【銀座中毒者100人×100点】扇子は毎年買い替えるのが粋

私服は和服でして、扇子は必携品なんです。誰から聞いたのか忘れましたが、扇子は毎年用意するものと教えられ、それで毎年、かなめ屋さんで選んでいます。こちらはべっ甲のかんざしなど和装小物をそろえたお店で、扇子も種類豊富にそろっています、2000円~10万円代のものまで並んでいて、他店にはない品ぞろえです。これだけ見られるお店なんて他には無いんじゃないでしょうか。ここで毎年扇子を選ぶのが楽しいですね。

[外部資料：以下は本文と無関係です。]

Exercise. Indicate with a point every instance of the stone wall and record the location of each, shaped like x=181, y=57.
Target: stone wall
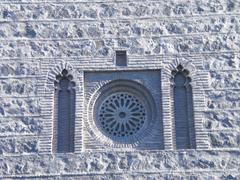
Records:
x=37, y=37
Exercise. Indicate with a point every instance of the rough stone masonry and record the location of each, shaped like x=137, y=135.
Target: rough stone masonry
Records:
x=39, y=39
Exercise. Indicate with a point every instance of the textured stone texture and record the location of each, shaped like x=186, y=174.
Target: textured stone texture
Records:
x=37, y=35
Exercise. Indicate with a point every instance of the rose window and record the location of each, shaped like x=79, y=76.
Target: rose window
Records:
x=121, y=114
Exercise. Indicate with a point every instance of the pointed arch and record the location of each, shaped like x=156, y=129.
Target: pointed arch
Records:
x=183, y=109
x=64, y=103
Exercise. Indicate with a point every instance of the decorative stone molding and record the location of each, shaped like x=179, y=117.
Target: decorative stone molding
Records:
x=47, y=141
x=135, y=128
x=168, y=104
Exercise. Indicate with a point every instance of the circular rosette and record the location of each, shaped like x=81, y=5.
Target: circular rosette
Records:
x=121, y=115
x=123, y=112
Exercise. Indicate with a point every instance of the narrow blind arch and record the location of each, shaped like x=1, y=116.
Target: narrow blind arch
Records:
x=64, y=113
x=183, y=109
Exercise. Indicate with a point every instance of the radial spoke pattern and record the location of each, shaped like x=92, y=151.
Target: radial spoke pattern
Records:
x=122, y=115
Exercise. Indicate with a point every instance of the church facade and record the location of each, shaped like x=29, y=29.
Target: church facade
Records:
x=120, y=89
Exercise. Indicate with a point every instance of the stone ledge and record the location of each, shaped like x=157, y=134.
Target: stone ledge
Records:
x=139, y=162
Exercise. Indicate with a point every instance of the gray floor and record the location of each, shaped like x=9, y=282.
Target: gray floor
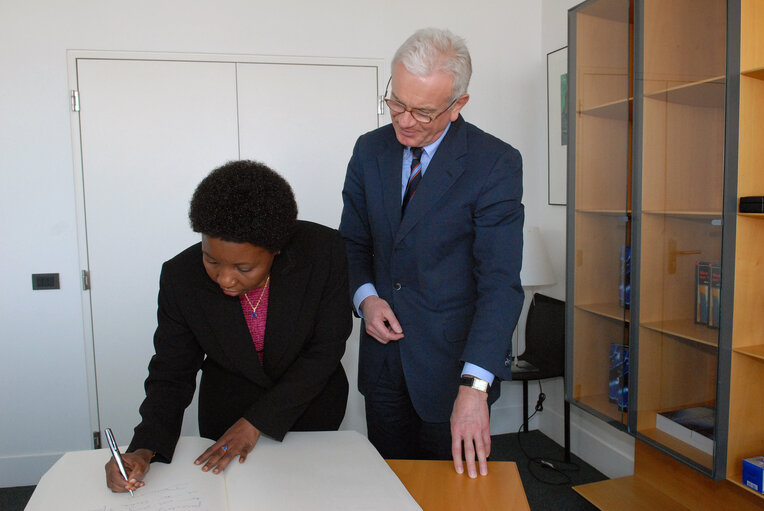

銀座は日本のみならず、世界中からお客さんが来るから商売してて楽しいですね。デザイン性の高い帽子を作って売るうちの商売なんて銀座以外じゃなかなか難しいと思いますよ(笑)。
今日なんか、偶然にも福岡の方が2組いらっしゃいました。そういう方たちに我々はいろんな専門店を紹介するんです。寿司だったらあそこ、シャツだったらあそこ、空いてるか聞いてみましょうか?、とね。銀座に詳しくない方でも私たちに聞いていただけたら楽しめますよね。お客さんも探していくより安心します。銀座は各お店がインフォメーションセンターのようになってるんです。丁会、通り会、業種会など様々な組合があってお店のコミュニケーションが濃い。下町なんですよね。皆優しいんですよ。私が銀座ボーグを継ぐ時も助けられましたね。

銀座かなめ屋の「扇子」

昭和9年(1934年)創業の和装小物店。髪飾り、和装肌着、足袋、草履、バッグ、蛇の目傘など頭の先から足元に至るまで着物を着用する際に必要なあらゆる品をそろえる。その中でもメインとするのはべっ甲のかんざし。東京都の伝統工芸品に指定されている「江戸べっ甲」を扱う。希少な品ぞろえで、全国から注文・来店があるという。扇子は紳士・婦人用を用意し、2000円~2万円代。慶弔用の末広から、現在では大変希少な白檀や牛こつ製1万円、象牙製15万円の扇子も取り揃えている。

店舗情報

銀座かなめ屋

住所:東京都中央区銀座8-7-18
電話:03-3571-1715
時間:11:00~21:30、土曜日は12:00~19:00
定休日:日、祝日(8月、12月は営業日時変更有り)

原弘
銀座ボーグ店主

1965年生まれ。大学卒業後、広告代理店勤務を経て銀座ボーグに入社。2013年に4代目として継承。今年で25年を迎える。銀座ボーグ店主(代表)兼帽子職人として楽しく過ごしている。